IAEA Director-General Rafael Mariano Grossi pushed back directly. “Inspections will indeed take place,” Grossi told reporters at a June 24 press conference, describing the IAEA and Iran as working on “modalities — dates, procedures, places — very soon.” As of July 8, that process has not publicly advanced. The memorandum’s commitment to IAEA-supervised downblending of enriched uranium cannot be fulfilled while inspectors remain outside the sites at the center of the nuclear dispute.
Strikes, Sanctions, and a Ceasefire in Name Only
On July 7, three commercial vessels were struck by IRGC projectiles in Omani territorial waters near the Strait of Hormuz: Qatar’s LNG tanker Al Rekayat, Saudi Arabia’s supertanker Wedyan, and a third unidentified ship, according to NPR. Al Rekayat suffered an engine-room fire that put it at risk of explosion. The United States attributed the attacks to Iran and responded with strikes on IRGC military positions near the Strait. Iran’s government then launched retaliatory strikes on U.S. military facilities in Bahrain and Kuwait.

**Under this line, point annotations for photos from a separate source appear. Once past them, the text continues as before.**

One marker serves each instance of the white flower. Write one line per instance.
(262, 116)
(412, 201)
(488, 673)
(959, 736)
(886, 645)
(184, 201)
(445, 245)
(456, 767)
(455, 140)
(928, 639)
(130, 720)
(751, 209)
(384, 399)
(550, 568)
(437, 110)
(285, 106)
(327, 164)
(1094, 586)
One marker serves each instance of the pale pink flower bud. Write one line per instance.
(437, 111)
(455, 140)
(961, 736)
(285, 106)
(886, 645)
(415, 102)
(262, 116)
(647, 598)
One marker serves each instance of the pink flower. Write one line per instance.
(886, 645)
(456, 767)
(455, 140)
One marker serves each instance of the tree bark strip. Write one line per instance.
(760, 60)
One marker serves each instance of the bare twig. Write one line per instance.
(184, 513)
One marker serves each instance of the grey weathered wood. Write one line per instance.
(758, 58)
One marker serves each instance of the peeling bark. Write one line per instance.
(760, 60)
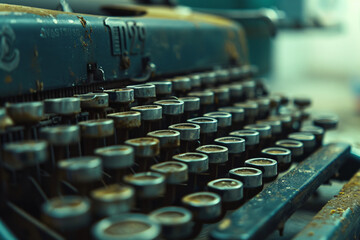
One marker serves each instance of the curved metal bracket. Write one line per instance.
(149, 71)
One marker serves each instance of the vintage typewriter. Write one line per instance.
(149, 123)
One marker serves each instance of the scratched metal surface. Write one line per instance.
(269, 209)
(339, 218)
(43, 49)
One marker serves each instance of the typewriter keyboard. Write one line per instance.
(197, 156)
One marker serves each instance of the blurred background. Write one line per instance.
(302, 47)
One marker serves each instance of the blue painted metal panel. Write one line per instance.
(43, 49)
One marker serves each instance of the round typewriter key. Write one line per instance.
(230, 190)
(112, 199)
(206, 100)
(120, 98)
(117, 156)
(307, 139)
(151, 116)
(169, 142)
(276, 128)
(62, 139)
(221, 96)
(275, 103)
(327, 122)
(95, 133)
(205, 206)
(286, 124)
(149, 186)
(189, 135)
(163, 89)
(295, 117)
(208, 78)
(94, 100)
(195, 81)
(63, 106)
(69, 215)
(127, 124)
(131, 226)
(237, 114)
(146, 149)
(218, 156)
(83, 172)
(249, 88)
(172, 110)
(191, 107)
(197, 163)
(216, 153)
(223, 75)
(296, 148)
(236, 92)
(23, 160)
(20, 155)
(176, 222)
(181, 85)
(175, 173)
(263, 129)
(317, 131)
(117, 160)
(266, 165)
(25, 113)
(264, 133)
(236, 73)
(250, 109)
(251, 179)
(281, 155)
(302, 102)
(224, 120)
(208, 128)
(252, 140)
(264, 107)
(236, 147)
(61, 134)
(143, 92)
(97, 128)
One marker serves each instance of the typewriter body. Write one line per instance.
(149, 123)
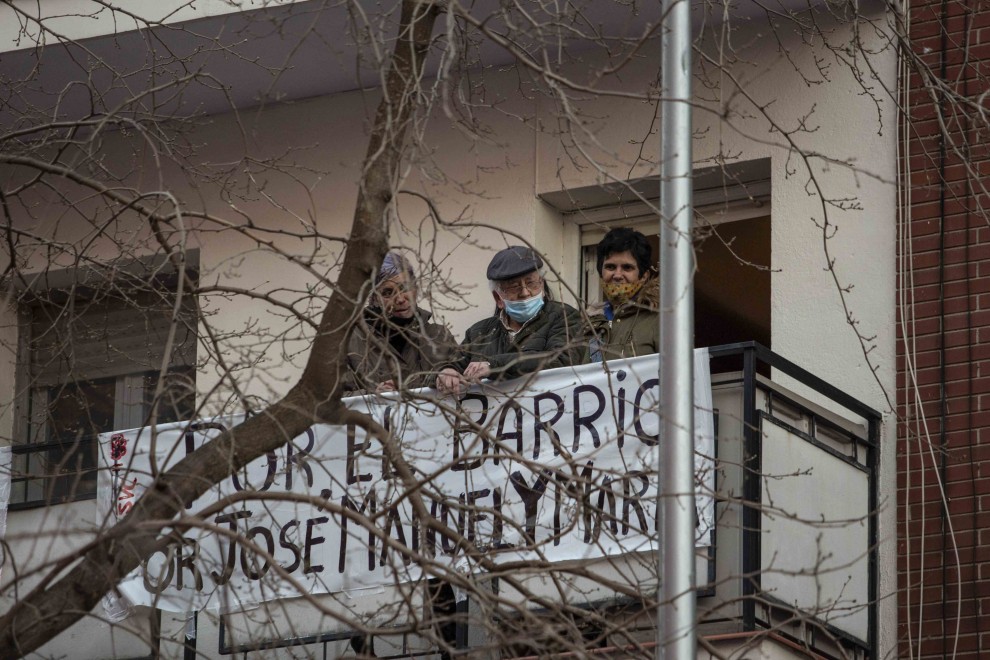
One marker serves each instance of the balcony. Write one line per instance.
(791, 560)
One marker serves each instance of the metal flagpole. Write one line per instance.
(677, 609)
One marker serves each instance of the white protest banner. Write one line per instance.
(560, 466)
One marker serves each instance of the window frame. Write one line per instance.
(30, 486)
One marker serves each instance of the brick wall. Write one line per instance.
(944, 336)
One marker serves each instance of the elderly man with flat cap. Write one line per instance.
(528, 332)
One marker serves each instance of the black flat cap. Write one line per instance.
(512, 262)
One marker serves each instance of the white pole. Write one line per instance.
(678, 608)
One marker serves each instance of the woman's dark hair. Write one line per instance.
(623, 239)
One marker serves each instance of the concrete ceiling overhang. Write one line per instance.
(237, 61)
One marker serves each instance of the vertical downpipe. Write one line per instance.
(678, 608)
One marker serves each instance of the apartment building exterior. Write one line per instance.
(796, 153)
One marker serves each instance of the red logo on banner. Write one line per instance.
(118, 446)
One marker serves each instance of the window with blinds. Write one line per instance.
(92, 359)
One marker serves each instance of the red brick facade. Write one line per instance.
(944, 337)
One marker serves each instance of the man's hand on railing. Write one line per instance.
(477, 370)
(450, 381)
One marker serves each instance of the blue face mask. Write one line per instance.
(521, 311)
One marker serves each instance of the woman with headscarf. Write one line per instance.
(395, 345)
(627, 324)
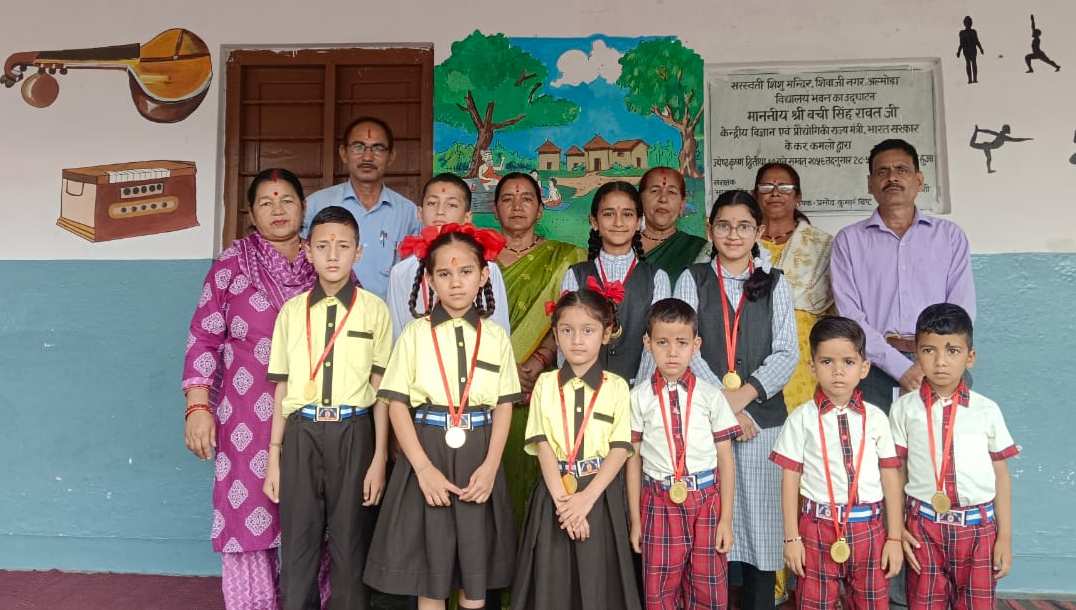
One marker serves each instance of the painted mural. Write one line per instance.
(131, 199)
(572, 112)
(168, 76)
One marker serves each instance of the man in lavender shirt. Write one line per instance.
(888, 268)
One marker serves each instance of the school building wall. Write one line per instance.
(96, 476)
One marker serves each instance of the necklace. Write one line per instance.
(522, 250)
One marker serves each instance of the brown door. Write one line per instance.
(287, 109)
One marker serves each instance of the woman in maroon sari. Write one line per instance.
(229, 399)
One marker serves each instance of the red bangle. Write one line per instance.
(199, 407)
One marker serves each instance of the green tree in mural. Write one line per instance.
(487, 85)
(665, 79)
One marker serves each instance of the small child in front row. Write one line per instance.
(959, 535)
(447, 521)
(681, 428)
(326, 454)
(836, 451)
(575, 553)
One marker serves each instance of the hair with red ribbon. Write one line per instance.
(420, 245)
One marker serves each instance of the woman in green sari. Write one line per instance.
(666, 246)
(533, 268)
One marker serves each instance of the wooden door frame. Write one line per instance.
(235, 57)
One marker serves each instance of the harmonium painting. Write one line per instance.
(131, 199)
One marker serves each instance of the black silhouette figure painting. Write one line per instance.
(987, 144)
(1036, 48)
(970, 47)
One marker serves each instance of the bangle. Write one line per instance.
(198, 407)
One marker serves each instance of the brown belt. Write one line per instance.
(905, 344)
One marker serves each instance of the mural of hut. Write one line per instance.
(549, 156)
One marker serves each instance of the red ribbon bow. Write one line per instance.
(612, 291)
(491, 241)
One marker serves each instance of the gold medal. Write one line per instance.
(678, 492)
(732, 381)
(839, 551)
(940, 502)
(569, 482)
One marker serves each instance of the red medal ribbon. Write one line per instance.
(679, 462)
(838, 524)
(572, 450)
(732, 335)
(926, 394)
(328, 346)
(455, 414)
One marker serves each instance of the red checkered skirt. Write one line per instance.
(956, 565)
(864, 582)
(681, 567)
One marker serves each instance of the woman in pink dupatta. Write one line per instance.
(229, 399)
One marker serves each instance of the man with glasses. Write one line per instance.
(890, 267)
(384, 216)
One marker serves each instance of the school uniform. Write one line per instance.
(766, 355)
(430, 551)
(554, 571)
(328, 438)
(645, 284)
(957, 547)
(680, 564)
(800, 449)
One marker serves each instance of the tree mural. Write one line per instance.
(487, 85)
(665, 79)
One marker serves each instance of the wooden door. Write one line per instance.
(287, 109)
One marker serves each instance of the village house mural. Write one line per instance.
(572, 112)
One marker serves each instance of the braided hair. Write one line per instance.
(594, 242)
(761, 282)
(484, 302)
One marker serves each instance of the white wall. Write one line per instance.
(1027, 207)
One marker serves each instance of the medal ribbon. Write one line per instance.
(732, 335)
(840, 524)
(572, 450)
(328, 346)
(455, 414)
(928, 395)
(679, 462)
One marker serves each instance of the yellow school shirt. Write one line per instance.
(609, 425)
(414, 379)
(362, 348)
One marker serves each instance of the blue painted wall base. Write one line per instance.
(96, 477)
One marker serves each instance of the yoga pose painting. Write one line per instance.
(987, 145)
(1036, 48)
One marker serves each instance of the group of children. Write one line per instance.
(689, 499)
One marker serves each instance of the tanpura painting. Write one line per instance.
(168, 75)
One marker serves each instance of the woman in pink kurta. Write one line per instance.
(225, 370)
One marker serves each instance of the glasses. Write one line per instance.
(768, 187)
(744, 230)
(359, 147)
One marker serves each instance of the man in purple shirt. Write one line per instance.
(888, 268)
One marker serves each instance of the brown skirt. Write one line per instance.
(430, 551)
(556, 572)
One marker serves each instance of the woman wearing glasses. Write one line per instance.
(803, 253)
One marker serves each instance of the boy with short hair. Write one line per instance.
(326, 452)
(681, 474)
(959, 535)
(837, 453)
(446, 199)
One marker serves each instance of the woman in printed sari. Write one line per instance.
(666, 246)
(533, 268)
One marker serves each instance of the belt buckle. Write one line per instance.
(952, 518)
(588, 467)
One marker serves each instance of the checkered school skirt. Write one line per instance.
(758, 529)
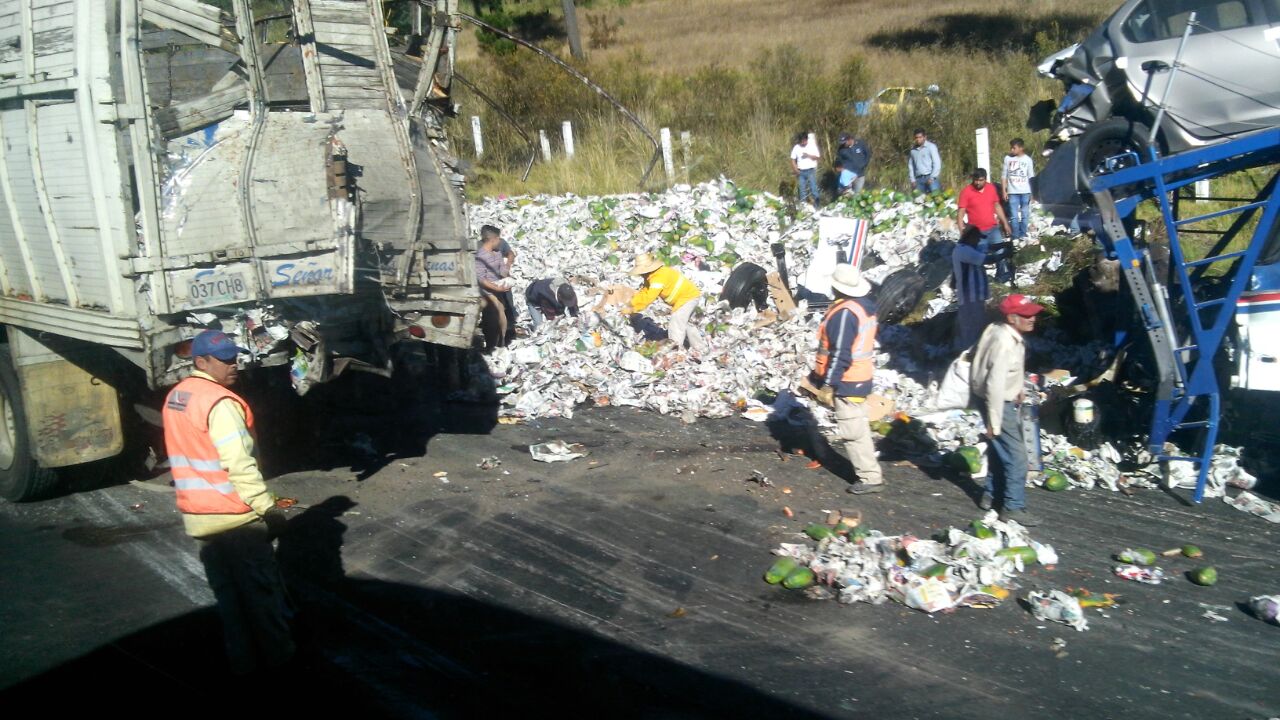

The U.S. Treasury Department reimposed oil export sanctions on Iran that had been lifted under the memorandum, according to CNBC. Brent crude futures settled 3 percent higher at $74.16 per barrel before extending gains to $76.04 in after-hours trading. West Texas Intermediate rose to $72.25.
Despite the exchanges, neither government has formally withdrawn from the memorandum. Trump said the ceasefire was “over” but indicated that negotiations could continue. Iran’s government has not announced a withdrawal from the MoU framework.
What Happens at Day 60
The deadline falls on approximately August 16. If no extension is agreed and no final deal is reached by that date, the 60-day window expires with no formal framework governing the nuclear file, the Strait of Hormuz, or frozen Iranian assets.
The Arms Control Association has warned that the fighting is consuming the narrow diplomatic space the memorandum was designed to protect. The IAEA inspections impasse and the Hormuz sovereignty dispute have together crowded out the nuclear question that triggered the war in the first place. Thirty-nine days remain to answer it.